Research objective: searching of morphogenesis of metaplastic changes in mucous of esophagus and defining of diagnostic and prognostic criteria at Barrett's esophagus.
MATERIALS AND METHODS
Material for morphological researches was biopsy of mucous (distal parts of esophagus) of 79 patients with clinical signs of BE.
Biopsy was carried out during esophagogastroduodenoscopy manipulation with using of endoscopic station Olympus Evis Exera 2, series 180, which supports modes of high optical resolution and mode of narrow spectral visualization.
Endoscopic research of struck esophagus included border definition between esophagus and stomach (Z-line). The aiming biopsy was received only from the suspicious centers in the bottom third of esophagus, located more proximally than the Z-line and separated from a stomach with the strip of normal epithelium not less than 1, 5 cm wide.
In addition to standard histological research with using of coloring (hematoksilin and eosine), we carried out immunohistochemical reactions with cytokeratins 7 and 20 (CK7 and CK 20), which allow to define phenotypic characteristics of a cylindrical epithelium and to estimate its role in development of metaplastic changes which can reveal early stages of intestinal metaplasia.
The CK 7(marker of differentiation of stomach cell’s epithelium) is in norm. The CK 20 carries to the intermediate filaments, makes structure basis of an epithelial cells  and also is the marker of differentiation of intestinal cells epithelium. In norm it meets in epithelium of glands in thickly intestine.

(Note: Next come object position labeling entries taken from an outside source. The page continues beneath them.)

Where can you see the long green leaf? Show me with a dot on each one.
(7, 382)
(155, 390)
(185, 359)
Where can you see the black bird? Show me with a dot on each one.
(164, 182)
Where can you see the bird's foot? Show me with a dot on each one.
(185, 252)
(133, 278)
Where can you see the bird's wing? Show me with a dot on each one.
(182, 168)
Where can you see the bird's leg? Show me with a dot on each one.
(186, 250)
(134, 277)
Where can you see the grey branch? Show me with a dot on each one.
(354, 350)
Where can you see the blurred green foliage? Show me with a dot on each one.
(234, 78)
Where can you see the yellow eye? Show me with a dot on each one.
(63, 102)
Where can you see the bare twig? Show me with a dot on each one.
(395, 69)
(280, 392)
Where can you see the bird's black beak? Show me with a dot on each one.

Studying of proliferate activity of epitheliocytes carried out by means of Ki67 marker, which is found in all phases of mitotic cycle, except G0.

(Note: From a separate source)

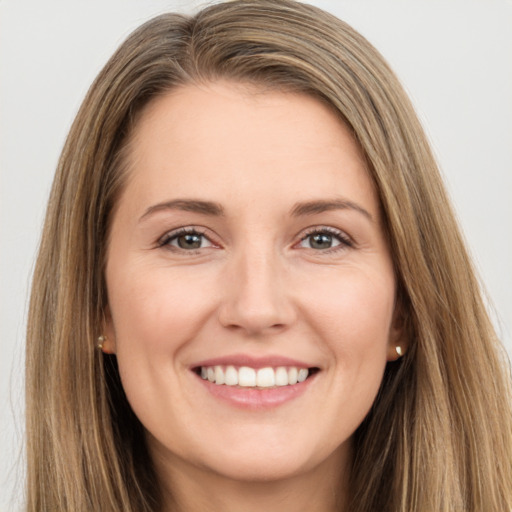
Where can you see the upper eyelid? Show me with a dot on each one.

P53 marker – protein regulator of apoptosis and cell’s cycle was used for definition of
dysplastic processes degree and forecast of development of malignant process in all groups of our research .
Intensity of expression for each marker was estimated with semiquantitative method: – -negative, + - weak, ++ - moderate, +++ - expressed.

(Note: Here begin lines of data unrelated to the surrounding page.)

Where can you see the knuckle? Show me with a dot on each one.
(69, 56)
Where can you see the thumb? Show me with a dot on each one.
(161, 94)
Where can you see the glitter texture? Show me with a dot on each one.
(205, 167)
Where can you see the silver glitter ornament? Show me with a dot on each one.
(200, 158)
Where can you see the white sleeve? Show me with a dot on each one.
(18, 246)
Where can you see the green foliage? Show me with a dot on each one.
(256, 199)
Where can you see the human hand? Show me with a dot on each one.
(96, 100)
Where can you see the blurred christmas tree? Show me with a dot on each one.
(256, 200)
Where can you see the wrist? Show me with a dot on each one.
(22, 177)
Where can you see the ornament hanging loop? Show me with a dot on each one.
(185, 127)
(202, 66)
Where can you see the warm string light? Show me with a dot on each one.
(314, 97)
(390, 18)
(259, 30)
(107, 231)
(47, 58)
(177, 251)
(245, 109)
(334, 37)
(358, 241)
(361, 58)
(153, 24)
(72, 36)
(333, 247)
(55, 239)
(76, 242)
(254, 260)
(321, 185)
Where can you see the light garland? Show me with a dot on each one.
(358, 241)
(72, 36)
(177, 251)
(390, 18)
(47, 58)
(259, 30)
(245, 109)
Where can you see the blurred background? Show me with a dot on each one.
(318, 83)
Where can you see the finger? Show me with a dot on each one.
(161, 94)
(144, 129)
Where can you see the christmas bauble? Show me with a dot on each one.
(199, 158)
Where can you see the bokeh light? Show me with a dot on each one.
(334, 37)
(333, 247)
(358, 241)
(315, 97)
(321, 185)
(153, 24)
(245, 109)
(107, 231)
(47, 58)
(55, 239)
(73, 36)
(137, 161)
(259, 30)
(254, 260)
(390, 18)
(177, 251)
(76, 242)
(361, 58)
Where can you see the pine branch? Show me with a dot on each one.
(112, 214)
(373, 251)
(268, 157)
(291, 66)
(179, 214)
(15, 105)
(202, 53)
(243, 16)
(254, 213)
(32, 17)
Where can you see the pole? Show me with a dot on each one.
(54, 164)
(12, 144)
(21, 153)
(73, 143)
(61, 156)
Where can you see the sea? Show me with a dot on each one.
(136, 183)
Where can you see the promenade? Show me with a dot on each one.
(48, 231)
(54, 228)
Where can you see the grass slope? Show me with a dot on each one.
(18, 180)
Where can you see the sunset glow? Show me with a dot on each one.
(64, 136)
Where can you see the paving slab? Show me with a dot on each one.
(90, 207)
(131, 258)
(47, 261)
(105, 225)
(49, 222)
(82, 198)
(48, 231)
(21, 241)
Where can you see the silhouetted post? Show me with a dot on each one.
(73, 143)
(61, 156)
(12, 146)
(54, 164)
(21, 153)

Viewing and photography carried out with OLYMPUS CX-41 microscope.
RESULTS AND DISCUSSION
The analysis of biopsies (mucous bottom third) of patients with clinic -endoscopic signs of BE showed an in homogeneity of received results.
In all cases in remained mucous of esophagus it was able to see some manifestations of chronic esophagitis corresponding to morphological criteria of reflux esophagitis and being shown by lymphocytic, histiocytic infiltration with impurity of plasmocytes in plate of mucous. Activity of inflammation was characterized by leukocytic infiltration both in stroma, and in interepithelial zone of the multilayer flat epithelium (MFE). It should be noted existence of a small amount of eosinocytes. Besides, moderately expressed signs of a circulatory disturbance in the form of plethora of vessels of different caliber, perivascular petekhial hemorrhages and stroma hypostasis were defined. Pays attention an acanthosis with lengthening of nipples MPE exceeding 60% of thickness of epithelium and basal cell's hyperplasia of exceeding 20% of thickness of epithelium. In some cases erosion and sharp ulcers are found.
A variety of metaplastic changes attracts attention. In 21% of cases of metaplasia researches of gastric type are found, it is morphologically reminding mucous the stomach, covered by the high cylindrical epithelium. Round or oval cores of epithelium cells occupy basal part of a cell; around cores cytoplasm is eosinophilic (picture. 1a and 1b).